Paul F. Bruggemann (1890-1974) / Corley, N.
Arctic, v. 28, no. 3, Sept. 1975, p. 228
ASTIS record 53532
Mr. Paul F. Bruggemann, Fellow of the Arctic Institute of North America and a former Editor of Arctic, died in Ottawa on 18 August 1974 after a prolonged illness. He was born on 28 February 1890 in Germany, where he received his formal education and graduated in mechanical engineering. His lifelong devotion to natural history began during his early years before the First World War, a period when he also developed an enthusiasm for aeronautics (he flew one of the early Wright machines) and succeeded in becoming a champion figure skater. His capacity for individual initiative showed itself in exploits as a motorcycle despatch rider during his war service in the German army. In 1926, he emigrated to Canada. He lived for 25 years in Lloydminster, Alberta, where he set up a small business for the repair of automobiles and farm machinery.
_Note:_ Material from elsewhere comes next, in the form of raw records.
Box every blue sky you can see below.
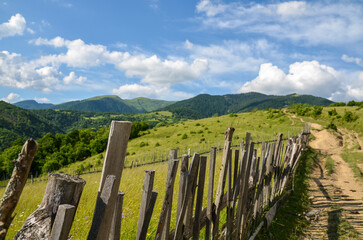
[1,0,363,103]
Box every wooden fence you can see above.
[0,120,310,239]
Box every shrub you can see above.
[139,142,149,147]
[343,110,358,122]
[326,121,337,131]
[328,108,338,116]
[181,133,188,139]
[155,142,160,147]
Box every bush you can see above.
[139,142,149,147]
[181,133,188,139]
[42,160,61,173]
[326,121,337,131]
[343,110,358,122]
[328,108,338,116]
[155,142,160,147]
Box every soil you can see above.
[303,123,363,239]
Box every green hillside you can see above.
[163,92,333,119]
[124,97,175,112]
[51,95,139,113]
[0,101,62,151]
[14,100,54,109]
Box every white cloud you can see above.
[31,37,208,85]
[34,97,51,103]
[0,51,61,92]
[112,83,193,100]
[1,93,20,103]
[63,72,86,84]
[0,14,26,39]
[196,1,363,45]
[239,61,344,99]
[342,54,363,67]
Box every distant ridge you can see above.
[162,92,333,119]
[14,95,175,113]
[14,100,54,109]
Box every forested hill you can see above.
[51,95,138,113]
[0,101,62,151]
[14,95,175,113]
[162,92,333,119]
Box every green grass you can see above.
[327,205,360,240]
[340,151,363,182]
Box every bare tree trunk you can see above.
[0,139,38,240]
[14,173,86,240]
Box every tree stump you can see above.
[13,173,86,240]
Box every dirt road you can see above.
[304,123,363,239]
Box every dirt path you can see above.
[304,123,363,239]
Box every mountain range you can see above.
[14,93,332,117]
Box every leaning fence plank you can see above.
[0,139,38,240]
[108,191,125,240]
[91,121,131,239]
[193,156,207,240]
[214,127,234,238]
[88,175,117,240]
[50,204,76,240]
[176,155,189,222]
[155,159,179,240]
[226,149,233,240]
[174,153,200,240]
[206,147,217,240]
[136,170,155,240]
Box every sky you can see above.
[0,0,363,104]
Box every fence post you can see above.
[89,121,131,240]
[108,191,125,240]
[214,127,234,238]
[155,158,179,240]
[136,170,156,240]
[50,204,76,240]
[176,155,189,221]
[206,147,216,240]
[0,139,38,240]
[192,156,207,240]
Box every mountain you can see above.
[124,97,175,112]
[14,95,175,114]
[0,101,62,151]
[162,92,333,119]
[51,95,138,113]
[14,100,54,109]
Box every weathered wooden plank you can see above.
[136,170,155,240]
[88,175,117,240]
[233,149,239,194]
[143,190,158,238]
[0,139,38,240]
[155,159,179,240]
[108,191,125,240]
[206,147,216,240]
[15,173,86,240]
[226,149,233,240]
[93,121,131,239]
[193,156,207,240]
[174,153,200,240]
[214,127,234,238]
[50,204,76,240]
[176,155,189,222]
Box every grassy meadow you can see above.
[1,106,362,239]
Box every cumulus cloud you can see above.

During these years he also formed an extensive collection of moths, butterflies and plants from the surrounding region. He spent one winter alone in a small cabin in the forest country of northern Saskatchewan making a special study of English and the Scandinavian languages. In the spring of 1949, Paul Bruggemann joined the staff of the Entomological Research Institute of the Canadian Department of Agriculture as a field worker with the Northern Insect Survey. He continued in that capacity until 1954, conducting insect and plant surveys in the Dawson region of the Yukon Territory, and in the Northwest Territories in the region of Repulse Bay, Melville Peninsula, Alert and Eureka on Ellesmere Island, and Mould Bay on Prince Patrick Island. While at the latter location he discovered a new species of grass which became known as Puccinella bruggemanni. During his winter breaks from field work he photographed type specimens of Lepidoptera for the International Union of Biological Sciences. Following his retirement from the service of the Canadian Government, he edited Arctic with distinction for the eight years 1956-64. He then broke new ground by becoming a free-lance translator into English, mainly of papers on biological subjects in German, French, Norwegian, Swedish and Portuguese - work which he continued until shortly before his death. Paul Bruggemann was a member of the Entomological Society of Canada and the Lepidopterists' Society, a contributor to an annotated list of the Lepidoptera of Alberta, the joint author of three publications on arctic botany and entomology, and the editor of a work on the flora of Alaska.